Senior Site Reliability Engineer in Brazil, Indiana at Jobgether
Explore Related Opportunities
Job Description
This position is posted by Jobgether on behalf of a partner company. We are currently looking for a Senior Site Reliability Engineer in Brazil.
This role sits at the core of a fast-scaling logistics technology environment where reliability, performance, and automation are critical to powering large-scale distributed systems. You will help design and operate the internal platform that enables engineering teams to deliver high-quality software with confidence and speed. The position blends infrastructure engineering, cloud operations, and software reliability practices in a highly collaborative global setup. You will take ownership of mission-critical systems while continuously improving observability, incident response, and system resilience. Working closely with multiple engineering squads, you will influence architectural decisions and drive platform-wide reliability initiatives.
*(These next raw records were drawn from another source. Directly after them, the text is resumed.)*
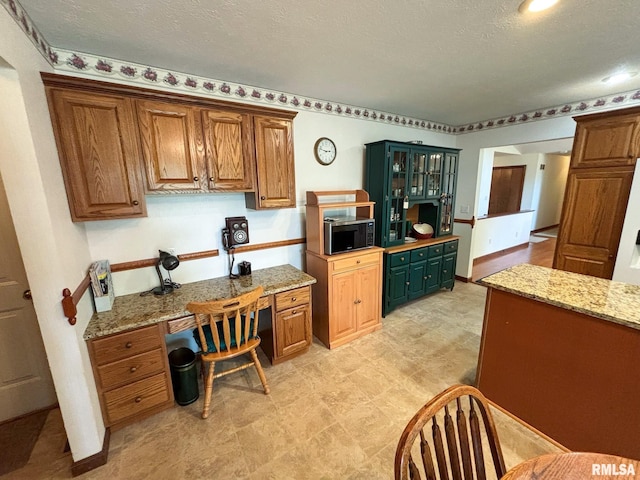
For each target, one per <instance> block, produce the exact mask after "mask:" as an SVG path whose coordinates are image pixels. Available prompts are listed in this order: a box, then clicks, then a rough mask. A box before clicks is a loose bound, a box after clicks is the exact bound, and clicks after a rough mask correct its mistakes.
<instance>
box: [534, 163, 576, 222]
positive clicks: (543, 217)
mask: <svg viewBox="0 0 640 480" xmlns="http://www.w3.org/2000/svg"><path fill="white" fill-rule="evenodd" d="M542 157H543V158H542V161H541V164H544V166H545V168H544V170H540V169H538V171H537V179H536V192H534V195H533V197H534V204H532V206H531V208H532V209H533V210H535V214H534V216H533V223H532V225H531V229H532V230H538V229H540V228H545V227H549V226H552V225H557V224H559V223H560V216H561V214H562V203H563V202H564V190H565V187H566V186H567V175H568V173H569V162H570V160H571V157H569V155H543V156H542Z"/></svg>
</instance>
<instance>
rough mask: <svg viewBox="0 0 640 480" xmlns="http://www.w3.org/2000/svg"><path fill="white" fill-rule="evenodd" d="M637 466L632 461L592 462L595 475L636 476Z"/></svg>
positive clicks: (605, 475) (626, 476) (624, 476)
mask: <svg viewBox="0 0 640 480" xmlns="http://www.w3.org/2000/svg"><path fill="white" fill-rule="evenodd" d="M635 474H636V468H635V467H634V466H633V464H632V463H628V464H627V463H592V464H591V475H593V476H613V475H620V476H621V477H628V476H631V475H634V476H635Z"/></svg>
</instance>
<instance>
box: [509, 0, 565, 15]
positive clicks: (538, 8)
mask: <svg viewBox="0 0 640 480" xmlns="http://www.w3.org/2000/svg"><path fill="white" fill-rule="evenodd" d="M556 3H558V0H524V2H522V3H521V4H520V7H519V8H518V11H519V12H520V13H526V12H540V11H541V10H546V9H547V8H550V7H552V6H553V5H555V4H556Z"/></svg>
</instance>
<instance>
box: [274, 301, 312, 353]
mask: <svg viewBox="0 0 640 480" xmlns="http://www.w3.org/2000/svg"><path fill="white" fill-rule="evenodd" d="M310 344H311V314H310V311H309V305H308V304H307V305H302V306H299V307H294V308H290V309H288V310H284V311H282V312H278V314H277V316H276V352H277V356H278V357H284V356H287V355H291V354H292V353H295V352H297V351H299V350H304V349H306V348H307V347H309V345H310Z"/></svg>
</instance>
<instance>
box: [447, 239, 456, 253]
mask: <svg viewBox="0 0 640 480" xmlns="http://www.w3.org/2000/svg"><path fill="white" fill-rule="evenodd" d="M457 251H458V241H457V240H454V241H453V242H447V243H445V244H444V253H452V252H457Z"/></svg>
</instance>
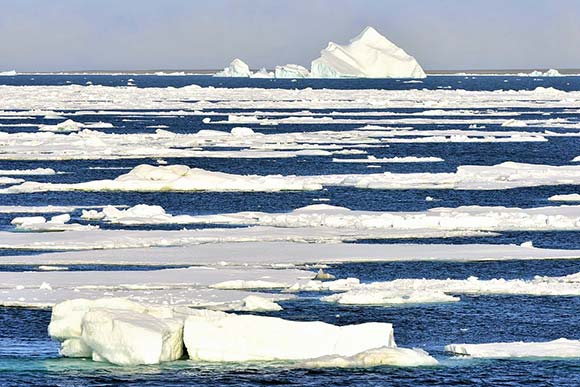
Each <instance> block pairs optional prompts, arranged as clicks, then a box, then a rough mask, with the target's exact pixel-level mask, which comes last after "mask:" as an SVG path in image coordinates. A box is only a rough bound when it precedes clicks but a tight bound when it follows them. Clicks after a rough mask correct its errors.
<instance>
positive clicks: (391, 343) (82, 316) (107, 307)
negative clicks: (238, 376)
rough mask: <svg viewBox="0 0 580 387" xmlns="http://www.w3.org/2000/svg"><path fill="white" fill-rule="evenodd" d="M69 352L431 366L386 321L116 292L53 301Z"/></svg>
mask: <svg viewBox="0 0 580 387" xmlns="http://www.w3.org/2000/svg"><path fill="white" fill-rule="evenodd" d="M48 332H49V334H50V336H51V337H52V338H53V339H55V340H57V341H59V342H60V343H61V348H60V353H61V355H63V356H66V357H84V358H92V359H93V360H94V361H107V362H110V363H113V364H119V365H126V366H128V365H140V364H157V363H160V362H166V361H173V360H177V359H180V358H181V357H182V356H183V355H184V353H185V352H184V346H185V348H187V354H188V355H189V357H190V358H191V359H192V360H197V361H200V360H201V361H217V362H229V361H271V360H310V359H313V361H312V362H310V363H305V364H302V365H303V366H308V367H326V366H339V367H347V366H374V365H399V366H417V365H433V364H437V361H436V360H435V359H433V358H432V357H430V356H429V355H428V354H427V353H426V352H423V351H421V350H414V349H413V350H410V349H404V348H398V347H397V345H396V344H395V339H394V335H393V327H392V325H391V324H389V323H379V322H371V323H364V324H358V325H346V326H336V325H332V324H327V323H324V322H321V321H308V322H307V321H289V320H284V319H281V318H277V317H264V316H255V315H237V314H230V313H224V312H219V311H211V310H203V309H187V308H179V307H170V306H146V305H142V304H138V303H135V302H131V301H128V300H125V299H121V298H107V299H97V300H88V299H76V300H69V301H65V302H62V303H60V304H58V305H56V306H54V308H53V311H52V317H51V322H50V325H49V328H48Z"/></svg>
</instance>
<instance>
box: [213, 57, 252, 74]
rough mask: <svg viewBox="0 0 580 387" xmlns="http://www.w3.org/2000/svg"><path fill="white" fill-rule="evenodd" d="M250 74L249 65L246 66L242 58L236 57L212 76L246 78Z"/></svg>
mask: <svg viewBox="0 0 580 387" xmlns="http://www.w3.org/2000/svg"><path fill="white" fill-rule="evenodd" d="M251 75H252V72H251V71H250V66H248V65H247V64H246V63H245V62H244V61H243V60H241V59H239V58H236V59H234V60H233V61H232V62H231V63H230V65H229V66H228V67H226V68H224V70H223V71H220V72H218V73H215V74H214V77H239V78H247V77H250V76H251Z"/></svg>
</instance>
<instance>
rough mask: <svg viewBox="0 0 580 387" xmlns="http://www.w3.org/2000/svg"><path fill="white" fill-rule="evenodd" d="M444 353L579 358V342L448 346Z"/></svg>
mask: <svg viewBox="0 0 580 387" xmlns="http://www.w3.org/2000/svg"><path fill="white" fill-rule="evenodd" d="M445 351H447V352H451V353H453V354H456V355H464V356H470V357H474V358H490V359H505V358H522V357H532V358H533V357H541V358H544V357H554V358H568V357H580V341H579V340H568V339H564V338H561V339H558V340H553V341H548V342H535V343H525V342H521V341H518V342H513V343H486V344H449V345H447V346H446V347H445Z"/></svg>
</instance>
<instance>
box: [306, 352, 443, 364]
mask: <svg viewBox="0 0 580 387" xmlns="http://www.w3.org/2000/svg"><path fill="white" fill-rule="evenodd" d="M437 364H439V362H438V361H437V360H435V359H434V358H433V357H431V356H429V354H428V353H427V352H425V351H423V350H422V349H418V348H413V349H410V348H393V347H381V348H374V349H369V350H367V351H364V352H361V353H358V354H356V355H353V356H324V357H321V358H318V359H312V360H307V361H305V362H303V363H301V364H300V366H301V367H306V368H327V367H332V368H368V367H377V366H395V367H417V366H434V365H437Z"/></svg>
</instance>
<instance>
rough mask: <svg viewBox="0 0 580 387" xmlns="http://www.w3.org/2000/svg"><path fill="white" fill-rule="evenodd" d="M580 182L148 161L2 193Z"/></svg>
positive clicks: (531, 168)
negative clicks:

This is a high-impact role where your work directly strengthens system stability, efficiency, and scalability across the organization.
You will be responsible for ensuring the reliability, scalability, and performance of critical infrastructure and platform services while enabling engineering teams to operate efficiently in production environments.
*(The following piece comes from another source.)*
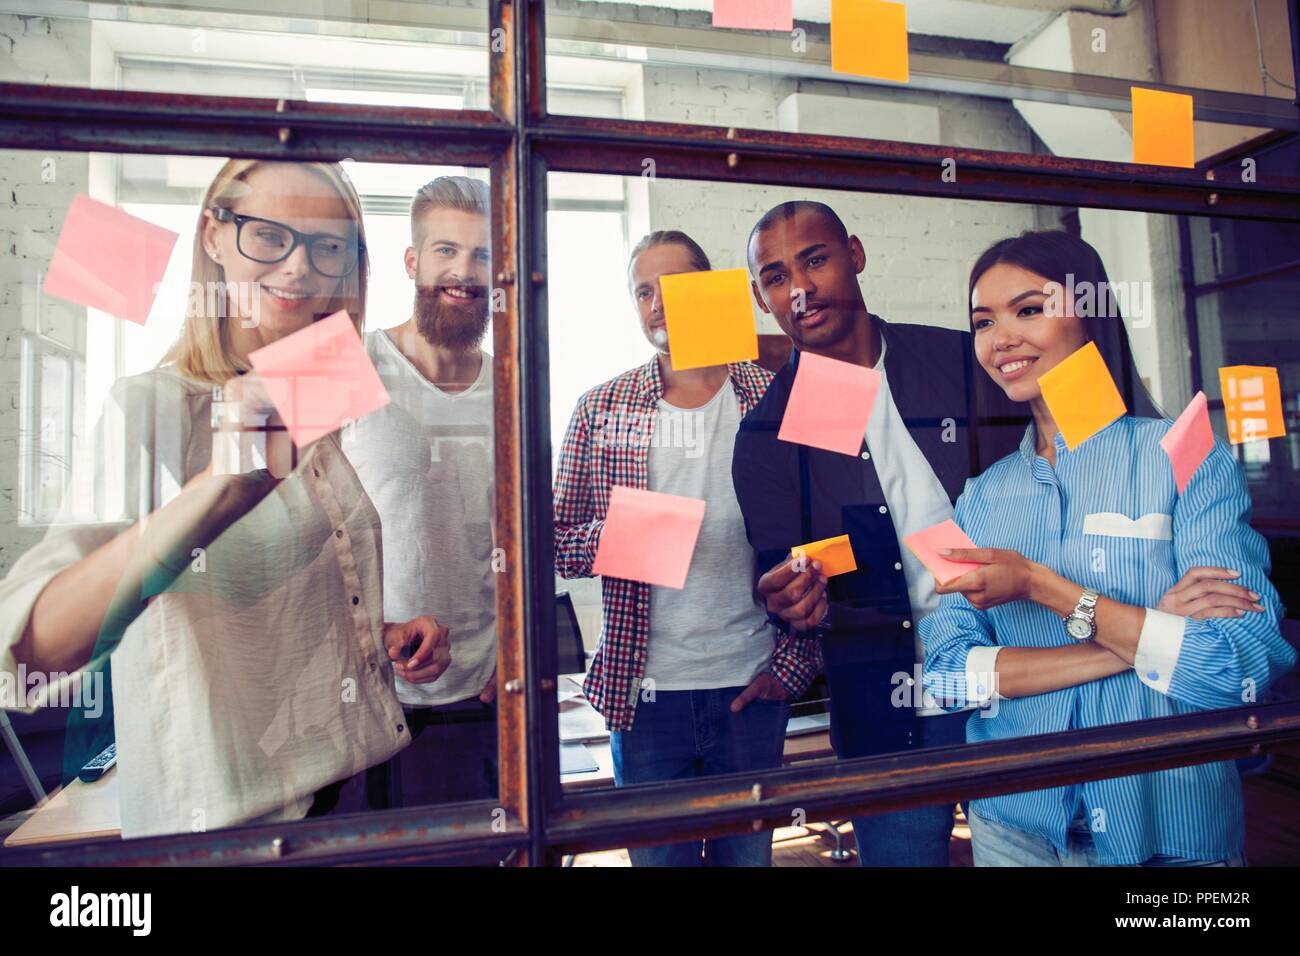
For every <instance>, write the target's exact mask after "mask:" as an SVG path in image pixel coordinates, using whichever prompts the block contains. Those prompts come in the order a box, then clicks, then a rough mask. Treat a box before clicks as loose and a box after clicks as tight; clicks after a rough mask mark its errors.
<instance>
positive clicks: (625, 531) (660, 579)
mask: <svg viewBox="0 0 1300 956" xmlns="http://www.w3.org/2000/svg"><path fill="white" fill-rule="evenodd" d="M703 520H705V502H703V501H699V499H698V498H682V497H680V496H677V494H663V493H662V492H645V490H640V489H636V488H627V486H624V485H614V488H611V489H610V510H608V511H607V512H606V515H604V528H603V529H602V531H601V544H599V545H598V546H597V549H595V562H593V564H591V571H593V574H598V575H610V576H611V578H625V579H628V580H632V581H643V583H646V584H658V585H660V587H664V588H679V589H680V588H684V587H685V585H686V572H688V571H689V570H690V557H692V555H693V554H694V553H695V540H697V538H698V537H699V525H701V524H702V523H703Z"/></svg>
- Design, deploy, and operate scalable cloud-based systems while balancing reliability, cost, and development velocity
- Own and improve SLIs/SLOs, ensuring platform services consistently meet reliability targets
- Lead incident response, root-cause analysis, and postmortem processes to prevent recurring issues
- Build and enhance observability through monitoring, logging, and alerting frameworks
- Support infrastructure-as-code and automation initiatives to improve deployment consistency and efficiency
- Collaborate with engineering teams to improve system design, performance, and operational readiness
- Contribute to CI/CD pipelines, deployment strategies, and release engineering practices
- Provide production support, including occasional off-hours incident handling when required
You bring strong hands-on experience in cloud infrastructure, DevOps, and site reliability engineering, with the ability to operate in complex distributed environments.
- 5+ years of experience in SRE, DevOps, or Cloud Engineering roles
- Strong expertise in AWS, Kubernetes, Docker, and modern cloud-native architectures
- Proficiency in Linux/UNIX systems administration and production troubleshooting
- Experience with infrastructure-as-code tools such as Terraform, Ansible, or Chef
- Strong programming/scripting skills (Python, Bash, or similar) for automation and tooling
- Solid understanding of networking, system design, and distributed systems principles
- Experience with monitoring, logging, and incident management tools and practices
- Familiarity with CI/CD pipelines and DevOps best practices
- Exposure to PostgreSQL or database operations is a plus
- Strong English communication skills and ability to work in global, distributed teams
- Problem-solving mindset with high ownership, initiative, and attention to detail
- Competitive base salary aligned with market standards
- Equity package with ownership opportunities in a high-growth tech environment
- Unlimited PTO and flexible time-off policy
- Remote-first setup within Brazil
- Opportunity to work on large-scale distributed systems in a global engineering organization
- Collaborative, high-impact engineering culture focused on innovation and continuous improvement.